The thing is that while the game industry goes running around on a Quixotic crusade, Jousting with Windmills and the like, the people dealing with the fallout are legitimate customers who are being made to jump through hoops and deal with increasing levels of security to play their games, as well as having their rights in what they can do with products they paid for increasingly limited.
See, while this article talks about making "backup" copies sarcastically, I came up at a time when that was the normal way of doing things, and even now it makes sense to me. At one time it was encouraged for people to make copies of their game disks and play off the copies so that way if something happened they could just make a new copy of the game off the protected originals.

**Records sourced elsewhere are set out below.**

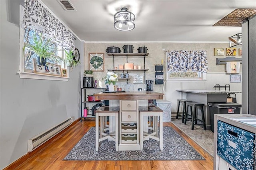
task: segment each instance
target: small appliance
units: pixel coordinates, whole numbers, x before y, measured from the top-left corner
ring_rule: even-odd
[[[154,81],[152,80],[146,80],[146,91],[153,91],[153,84]]]
[[[94,88],[94,77],[84,77],[83,87],[84,88]]]

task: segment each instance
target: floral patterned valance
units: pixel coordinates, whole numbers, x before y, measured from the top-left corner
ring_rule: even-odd
[[[172,51],[166,52],[168,72],[208,71],[206,51]]]
[[[74,50],[74,34],[38,0],[25,0],[23,22],[38,32],[54,37],[60,45]]]

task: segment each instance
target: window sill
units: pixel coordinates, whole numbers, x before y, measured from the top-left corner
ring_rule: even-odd
[[[59,77],[58,76],[50,76],[48,75],[40,74],[31,72],[17,72],[20,78],[29,78],[32,79],[48,80],[50,80],[68,81],[70,78],[69,77]]]
[[[166,80],[166,82],[206,82],[206,79],[172,78]]]

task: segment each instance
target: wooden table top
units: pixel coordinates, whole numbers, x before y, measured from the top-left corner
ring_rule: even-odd
[[[154,92],[101,92],[94,94],[96,100],[163,99],[163,93]]]

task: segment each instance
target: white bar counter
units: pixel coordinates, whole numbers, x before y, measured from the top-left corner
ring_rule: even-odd
[[[184,99],[203,103],[204,107],[206,129],[210,130],[210,109],[208,103],[226,102],[228,93],[241,93],[239,91],[225,91],[215,90],[176,90],[182,93]]]

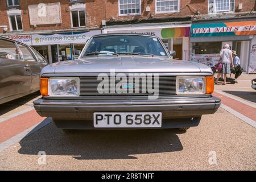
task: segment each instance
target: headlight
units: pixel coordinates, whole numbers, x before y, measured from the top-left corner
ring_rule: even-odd
[[[204,77],[177,77],[177,94],[205,94],[205,80]]]
[[[79,78],[49,78],[49,96],[79,96]]]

Given the fragility of current discs and the way they can be scratched, damaged, and gouged, and how accidents happen even if you take care of them, I personally see nothing unreasonable about people making copies to play off of for their own usage.
Now, before you start screaming that I must be a pirate to think that, I don't currently do it because of the copy protection that makes it unfeasable unless you know more about what your doing than I do.
My overall attitude is that piracy is wrong, but the gaming industry is also wrong. Pirates are criminals for stealing from the game industry. On the other hand the game industry is criminal for engaging in cartel behavior like price fixing, coordinate price fixing, and un-competitive business practices. If the goverment decided to pay attention to the gaming industry it as a whole does the kind of stuff that has the gas companies under constant investigations, except unlike the gas companies the game industry flat out admits what it's doing and has even talked about how the $10 price hike a few years ago was coordinated, and how another one might be in the cards.
The pirates steal from the game companies, and the game industry effectively steals from us, the customers through the way it does business.
In the end I have a hard time seeing how any bellyaching on the part of the game industry can be justified, especially when it's a growth industry worth billions. When that bellyaching takes the form of me not being able to do things like make backup "play copies" of my own games so as to protect my expensive purchuse more effectively, I think it's getting ridiculous... and that kind of an issue has been going on for a while.